Re: atomic counter

Pete Becker <>
Wed, 12 Oct 2011 17:19:10 -0700 (PDT)
On 2011-10-12 20:58:06 +0000, Marc said:

Pete Becker wrote:

On 2011-10-09 12:27:42 +0000, Marc said:

I am trying to make our reference counting implementation thread-safe
(for a very basic definition of thread-safe), which essentially means
making the counter atomic. However, there are many options to atomic
operations, in particular concerning the memory model, and I want to
make sure I get it right.

The operations I use are increment (no return), decrement (and check
if the return value is 0), store (to initialize) and load (to check if
the object is not shared and thus safe to write into).

It looks to me like memory_order_relaxed should be good enough for
this purpose, as I don't see what synchronization would be needed with
the rest of memory, but I may be missing something fundamental there.

Suppose there are two references to the object, in two different
threads. One thread decrements the reference count, then the other
does. If the decrement from the first thread isn't seen by the second
thread, the second thread won't see that the count has become zero, and
the object won't get destroyed. So memory_order_relaxed won't work: you
need to ensure that the result of a decrement is visible to another
thread that also needs to decrement the count.

Uh? I am still calling an atomic decrement function. The standard says:

"Note: Atomic operations specifying memory_order_relaxed are relaxed
with respect to memory ordering. Implementations must still guarantee
that any given atomic access to a particular atomic object be
indivisible with respect to all other atomic accesses to that object."

I thought the memory order was mostly concerned with what happened to
the rest of the memory.

Assuming your interpretation is correct, what is memory_order_relaxed
good for?

Advanced threading. See Alexander Terekhov's message.

Atomic operations get completed without interruption. That ensures that
a different thread doesn't see a value that's not valid. For example,
suppose that storing a pointer takes two bus operations. If the pointer
starts out null, storing a value into it has two steps: store one half
of the pointer, then store the other half. If a context switch occurs
between those two steps, the thread that's switched to might see half
the pointer. Atomic operations ensure that that sort of tearing doesn't

The other aspect of threaded programming is visibility of changes.
Here's where you have to abandon the single-processor analogies; think
multiple processors. For example, suppose the system has two
processors, and each processor has its own data cache. Each processor
is noodling around with the same variable, so each cache has a copy of
the value of that variable. Writing a new value, even when done
atomically, only directly affects the value in the cache that belongs
to the processor that wrote the value. Unless the new value is copied
to the other processor's cache, the other processor will still see the
old value. memory_order_relaxed says "don't worry, be happy". It's okay
that the values are inconsistent.

It's easier to get the code right when it's sequentially consistent. In
general, unless you can demonstrate that synchronization is a
bottleneck, don't mess with it.

Well yes, of course, I did some experiments (using boost::shared_ptr
or the libstdc++ std::atomic (just a place-holder implementation, I
know)), and the slow-down was unacceptable, which led me to
reimplement it, and the performance hit is acceptable but still
noticable enough that I am not sure about enabling it by default for
MT programs (some programs have several threads that don't share any
ref-counted objects and would pay the price for nothing).

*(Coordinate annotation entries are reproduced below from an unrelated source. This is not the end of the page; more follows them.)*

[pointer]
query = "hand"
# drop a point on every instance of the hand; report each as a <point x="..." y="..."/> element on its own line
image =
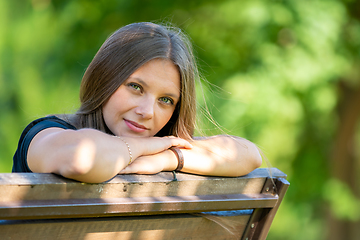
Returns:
<point x="152" y="164"/>
<point x="153" y="145"/>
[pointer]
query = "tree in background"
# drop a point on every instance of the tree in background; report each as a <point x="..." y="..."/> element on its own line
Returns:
<point x="287" y="74"/>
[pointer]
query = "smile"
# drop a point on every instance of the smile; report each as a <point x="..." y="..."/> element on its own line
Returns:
<point x="135" y="126"/>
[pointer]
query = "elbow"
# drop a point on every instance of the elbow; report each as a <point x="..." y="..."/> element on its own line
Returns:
<point x="82" y="160"/>
<point x="257" y="159"/>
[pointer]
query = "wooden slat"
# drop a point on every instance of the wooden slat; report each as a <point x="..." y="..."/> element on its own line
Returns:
<point x="30" y="186"/>
<point x="175" y="227"/>
<point x="133" y="206"/>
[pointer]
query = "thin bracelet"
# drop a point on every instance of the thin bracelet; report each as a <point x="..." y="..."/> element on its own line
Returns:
<point x="180" y="158"/>
<point x="127" y="145"/>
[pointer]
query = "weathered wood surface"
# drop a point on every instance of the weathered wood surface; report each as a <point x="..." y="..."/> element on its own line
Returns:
<point x="37" y="186"/>
<point x="179" y="226"/>
<point x="114" y="210"/>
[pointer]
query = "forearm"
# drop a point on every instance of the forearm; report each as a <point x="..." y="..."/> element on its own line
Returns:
<point x="213" y="156"/>
<point x="85" y="155"/>
<point x="221" y="156"/>
<point x="89" y="155"/>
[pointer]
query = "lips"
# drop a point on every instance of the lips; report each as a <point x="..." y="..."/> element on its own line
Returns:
<point x="134" y="126"/>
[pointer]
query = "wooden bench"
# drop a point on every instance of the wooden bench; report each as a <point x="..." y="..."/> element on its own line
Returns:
<point x="47" y="206"/>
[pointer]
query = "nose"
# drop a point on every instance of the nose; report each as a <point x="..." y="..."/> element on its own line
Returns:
<point x="146" y="108"/>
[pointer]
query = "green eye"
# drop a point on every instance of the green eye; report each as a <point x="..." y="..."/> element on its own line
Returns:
<point x="166" y="100"/>
<point x="135" y="86"/>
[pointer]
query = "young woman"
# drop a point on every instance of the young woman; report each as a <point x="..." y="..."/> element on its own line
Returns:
<point x="137" y="115"/>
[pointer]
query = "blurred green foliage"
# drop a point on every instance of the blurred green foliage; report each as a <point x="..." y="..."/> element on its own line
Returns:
<point x="277" y="65"/>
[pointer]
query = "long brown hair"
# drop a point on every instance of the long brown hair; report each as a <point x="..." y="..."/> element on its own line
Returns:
<point x="124" y="52"/>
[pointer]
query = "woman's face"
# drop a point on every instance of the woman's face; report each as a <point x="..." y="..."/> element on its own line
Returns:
<point x="145" y="102"/>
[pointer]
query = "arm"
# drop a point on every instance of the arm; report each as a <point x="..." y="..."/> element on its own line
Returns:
<point x="89" y="155"/>
<point x="218" y="156"/>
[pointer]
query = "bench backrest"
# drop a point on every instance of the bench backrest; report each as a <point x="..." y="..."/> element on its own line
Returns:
<point x="47" y="206"/>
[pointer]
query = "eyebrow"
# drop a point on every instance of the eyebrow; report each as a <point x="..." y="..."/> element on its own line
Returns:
<point x="146" y="85"/>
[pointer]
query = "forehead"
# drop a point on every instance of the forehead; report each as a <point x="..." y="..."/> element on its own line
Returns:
<point x="159" y="73"/>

Our main target is x86/x86_64 where as far as I understand (please
correct me if I am wrong) the memory barrier is unavoidable (implied
by any atomic operation), but I am still interested in not penalizing
our users on other platforms if I don't have to.

On the x86 architecture, pretty much everything is sequentially
consistent. So there's no difference in the generated code between
sequentially consistent visibility and any of the others. Which, in
turn, means that code that uses less than sequentially consistent
visiblity and works just fine on x86 systems may fail miserably if it's
just ported to other systems.

And it is intellectually satisfying to understand things ;-)

<g> This is tricky stuff. There's not much out there that describes it
in an approachable manner unless you're an expert on hardware
architecture. One good source is Anthony Williams' book, "C++
Concurrency in Action", from Manning Publications.